The towering bushranger Jack-in-the-Boots was never out of jail for very long. Photo: AI-generated.
Jack-in-the-Boots is one of the Riverina’s best named (and least remembered!) bushrangers, who landed himself in Gundagai jail after picking a fight with the region’s bullock drivers.
Along with the likes of Ben Hall and Frank Gardiner, John Molloy – aka Jack-in-the-Boots – was prowling the inland roads of NSW during the so-called ‘golden age’ of bushranging in the late 1850s and early 1860s.
Exceptionally tall for the time at six-foot-three, Molloy had a penchant for fancy clothing and appears to have been in and out of police custody in the years leading up to his dramatic recapture near Gundagai in 1861.
According to an account in the Maitland Mercury and Hunter River General Advertiser from July, 1861, the notorious bushranger’s “depredations in the southern districts had raised him to the bad eminence of a villain of the first class”.
Molloy had been accosting mail coaches and travellers on the roads between Lambing Flat (Young) and Gundagai, when he picked the wrong man to rough up.
On Friday 7 June, the flashily dressed Molloy had come across a bullock driver named George Finney and reportedly shot at him before robbing and beating him.
Word spread quickly among the bullockies, and three young drivers tracked the bushranger to a nearby grog shanty where he was “swelling it about the place in an elaborate toilet [outfit] including buckskin gloves”.
One of the men named John Holloway was an acquaintance of Molloy and sidled up alongside the pistol-wearing thief while his mates eased in behind.
Holloway seized hold of Molloy while the other two “rushed on him, and having succeeded in throwing him, bound him hand and foot, hard and fast, with their silk sashes”.
The thief was dragged outside and secured to a dray with a chain while one of the men headed for Gundagai and the police.
Molloy was soon under lock and key and threatening to murder his captors as locals from across the district came to town hoping for a glimpse of the notorious highwayman.
But as the Maitland Mercury and Hunter River General Advertiser reported, “the clanking of his leg irons may now be heard every day as he strides up and down the gaol yard, – a sound which says for the comfort of all but himself”.
The correspondent concluded that “the government, on the recommendation of the Police Magistrate of Gundagai, has handsomely rewarded the captors of this ruffian”.
In September 1861, John Molloy was convicted of robbery under arms, and sentenced to eight years hard labour but later had his sentence halved and secured early release from Cockatoo Island in October 1865.
“Jack-in-the-Boots” was soon back on the road and up to his old tricks in the south-west with an accomplice named James Marshall.
In May, 1866 the Gundagai Herald reported that two men bailed up Mr Keane’s Hotel in Coolac armed with a revolver and a double-barreled pistol.

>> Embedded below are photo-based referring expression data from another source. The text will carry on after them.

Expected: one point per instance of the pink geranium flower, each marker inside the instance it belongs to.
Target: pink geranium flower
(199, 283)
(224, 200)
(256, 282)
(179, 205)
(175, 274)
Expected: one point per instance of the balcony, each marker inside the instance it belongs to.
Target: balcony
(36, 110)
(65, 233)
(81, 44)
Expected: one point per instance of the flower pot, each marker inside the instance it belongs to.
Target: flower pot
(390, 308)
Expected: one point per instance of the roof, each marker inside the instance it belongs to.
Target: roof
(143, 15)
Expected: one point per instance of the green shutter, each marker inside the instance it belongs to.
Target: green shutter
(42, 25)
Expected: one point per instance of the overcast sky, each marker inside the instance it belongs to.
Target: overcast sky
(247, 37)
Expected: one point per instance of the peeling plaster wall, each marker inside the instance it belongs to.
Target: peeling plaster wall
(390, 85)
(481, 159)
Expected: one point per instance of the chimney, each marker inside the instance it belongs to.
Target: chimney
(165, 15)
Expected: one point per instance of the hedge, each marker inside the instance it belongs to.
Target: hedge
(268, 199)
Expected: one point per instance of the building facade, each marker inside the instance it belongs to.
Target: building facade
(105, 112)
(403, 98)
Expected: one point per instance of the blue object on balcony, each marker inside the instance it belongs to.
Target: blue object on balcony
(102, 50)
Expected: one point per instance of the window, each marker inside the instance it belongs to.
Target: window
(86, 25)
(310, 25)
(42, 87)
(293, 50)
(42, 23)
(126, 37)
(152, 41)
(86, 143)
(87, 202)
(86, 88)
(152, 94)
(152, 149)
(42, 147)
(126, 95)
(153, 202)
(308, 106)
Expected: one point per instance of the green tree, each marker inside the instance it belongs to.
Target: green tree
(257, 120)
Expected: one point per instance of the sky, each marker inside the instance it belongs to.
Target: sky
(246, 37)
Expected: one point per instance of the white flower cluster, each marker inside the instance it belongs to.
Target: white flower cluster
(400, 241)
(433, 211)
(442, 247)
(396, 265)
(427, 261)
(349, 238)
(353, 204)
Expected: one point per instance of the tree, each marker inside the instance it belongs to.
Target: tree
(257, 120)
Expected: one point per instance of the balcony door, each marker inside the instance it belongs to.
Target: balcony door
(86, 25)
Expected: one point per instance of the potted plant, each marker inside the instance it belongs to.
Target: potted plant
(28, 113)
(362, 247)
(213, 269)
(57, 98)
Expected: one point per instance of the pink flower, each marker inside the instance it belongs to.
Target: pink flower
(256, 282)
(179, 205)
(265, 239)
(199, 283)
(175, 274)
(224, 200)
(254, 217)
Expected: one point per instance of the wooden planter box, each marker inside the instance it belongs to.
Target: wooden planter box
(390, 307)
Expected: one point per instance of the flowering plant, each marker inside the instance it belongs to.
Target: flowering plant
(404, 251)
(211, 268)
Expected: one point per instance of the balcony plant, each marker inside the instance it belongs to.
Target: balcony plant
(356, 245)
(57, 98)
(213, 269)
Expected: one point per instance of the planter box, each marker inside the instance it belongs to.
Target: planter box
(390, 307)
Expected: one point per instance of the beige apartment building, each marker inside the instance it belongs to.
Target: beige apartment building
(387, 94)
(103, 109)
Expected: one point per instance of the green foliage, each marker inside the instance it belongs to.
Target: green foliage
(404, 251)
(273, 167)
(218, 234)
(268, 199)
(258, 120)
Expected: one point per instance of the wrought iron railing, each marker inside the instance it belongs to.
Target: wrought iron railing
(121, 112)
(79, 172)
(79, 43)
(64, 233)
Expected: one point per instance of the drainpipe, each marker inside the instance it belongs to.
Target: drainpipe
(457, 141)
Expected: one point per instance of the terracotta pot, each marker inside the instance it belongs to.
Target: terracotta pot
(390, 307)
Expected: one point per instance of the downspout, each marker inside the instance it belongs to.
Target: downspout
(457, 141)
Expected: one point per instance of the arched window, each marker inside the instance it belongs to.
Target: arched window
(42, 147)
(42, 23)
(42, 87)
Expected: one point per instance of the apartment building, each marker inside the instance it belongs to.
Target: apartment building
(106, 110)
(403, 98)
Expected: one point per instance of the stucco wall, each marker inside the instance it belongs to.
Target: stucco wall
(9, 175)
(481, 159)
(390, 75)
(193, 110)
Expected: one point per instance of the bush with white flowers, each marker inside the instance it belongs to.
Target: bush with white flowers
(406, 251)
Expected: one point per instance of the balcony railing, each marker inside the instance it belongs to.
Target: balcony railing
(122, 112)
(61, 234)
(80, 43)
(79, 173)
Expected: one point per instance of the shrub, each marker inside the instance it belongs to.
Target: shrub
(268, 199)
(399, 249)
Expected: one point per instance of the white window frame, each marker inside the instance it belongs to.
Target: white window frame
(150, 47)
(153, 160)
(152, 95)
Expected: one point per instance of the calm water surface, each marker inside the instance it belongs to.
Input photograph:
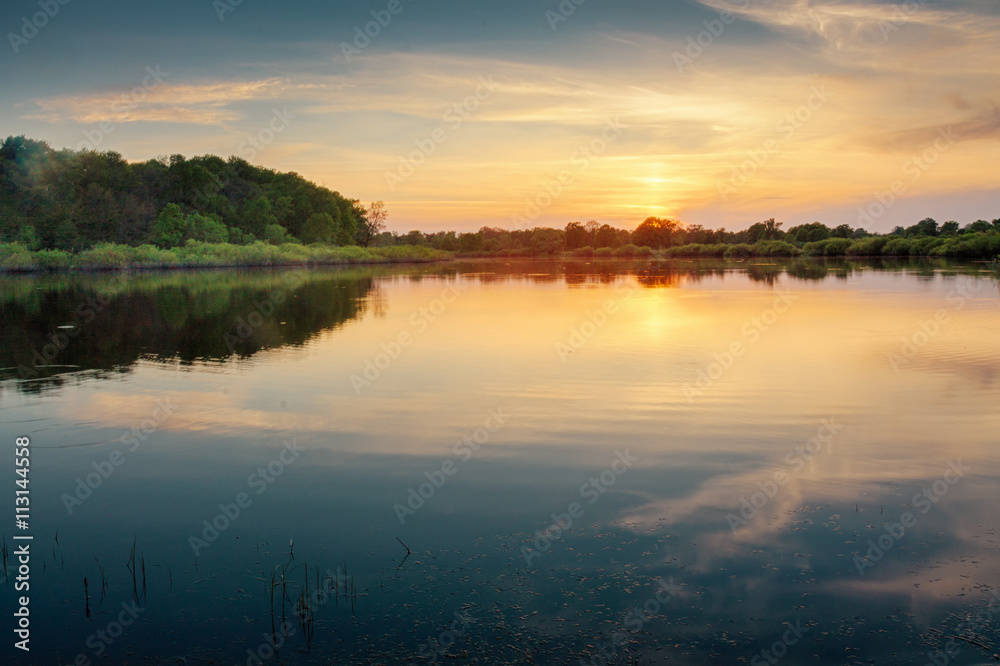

One was tall, the other short and both were described as having a dark complexion and thin features and wearing tall wellington boots. One had a panama hat and short-waisted “monkey jacket” while the taller of the two wore a battered cabbage tree hat.
After relieving the dozen or so patrons of their silver and searching the rooms for more, the thieves became generous and shouted drinks for their prisoners.
One man named Ryan tried to catch them by surprise and the publican was almost shot by mistake.
The shorter of the two thieves “evaded his grasp, and levelling the pistol, fired, the bullet happily missing its mark, and going so close to Mr Keane’s face as to singe his whiskers”.
Taking their stolen silver and a bottle of gin, the bushrangers warned that anyone caught following them would “have their brains blown out”.
The police were soon hot on their heels and days after the holdup a pair of troopers named Cranmer and Jones fired on them as they attempted to flee in the hills near Carcoar.
Molloy was shot in the hip and thrown from his horse as Marshall spurred his mount away into the bush. The wounded outlaw ran towards a nearby creek fumbling at his belt but was unable to draw the loaded revolver before the troopers were on him.
Less than 12 months after his release, Jack-in-the-Boots was patched up and dragged back before a judge who sentenced the unlucky thief to 12 years on the roads.